For years, businesses have known that the cloud can substantially reduce the time and resources needed to achieve a desired business outcome. Do you want advanced security features? Email filtration that accommodates HIPAA requirements? These expert-level features require technical understanding, as well as instantaneous reaction to changes in the landscape of regulation and security. And the cloud brings them for a modest price point, particularly when compared to performing these services, in-house.
The major strategic benefits to taking business action in the cloud versus on-premise are cost, flexibility, scalability and time-to-execute. With these advantages in place, an individual or small business can turn on a dime and jump into a new line of business within days. Powering these maneuvers are Infrastructure as a Service (IaaS), which can be setup and operational in a matter of hours. This allows businesses to take business ideas to market without incurring an upfront cost, and spend in accordance with the resources they actually use. Low risk, big potential payoff. Here’s the thing.
Innovators salivate whenever we talk about the cloud; they run after us like we have nirvana in our back pocket. So we always temper that vast potential with a grain of salt.

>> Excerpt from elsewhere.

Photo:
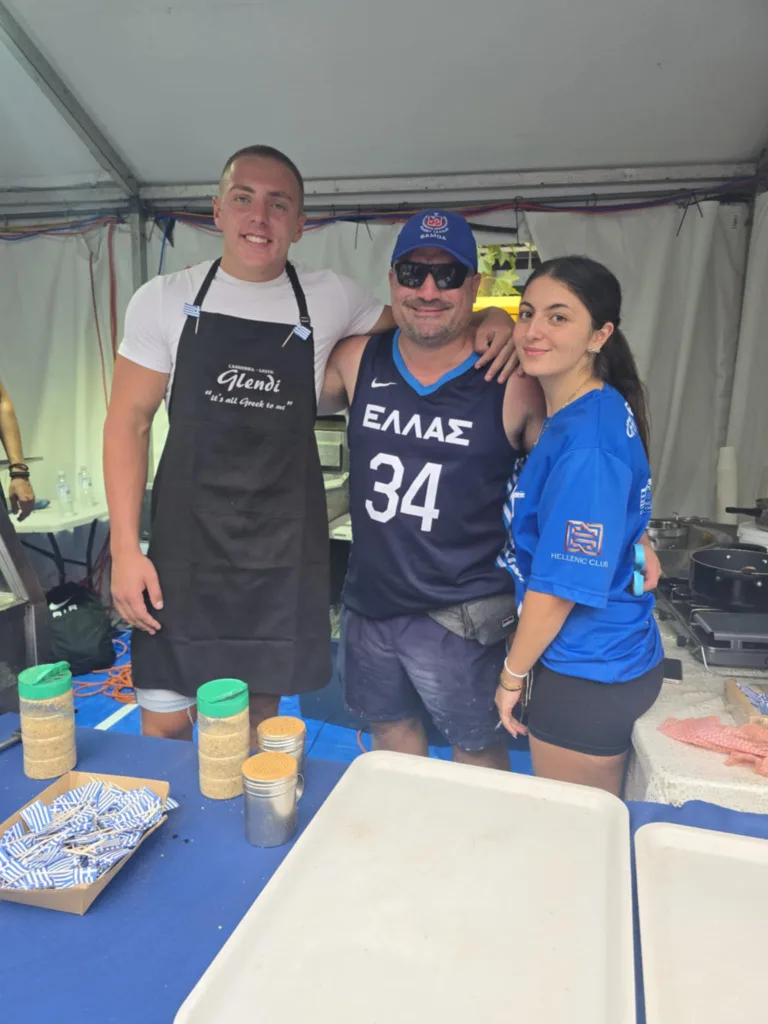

The practical application of the cloud is often more involved and messy than the theoretical applicability. Companies who jump into the cloud without outside consultation can experience unexpected costs when they adopt cloud services. It all looks so easy, but merging cloud functionality with business operations is probably trickier than you expect.
Enterprises lose some profits when they jump and miss. For small businesses, unexpected costs can cripple golden business opportunities.
That’s why we help our clients strategically set up their services. We can give them a reasonable expectation of the costs that lay ahead and customize the most appropriate solution for the project. Setup is professional, streamlined, and built for success.
Moral of the Story
The difference between the winners and losers in the cloud is made in a thimbleful of planning, and the ability to ask for outside help.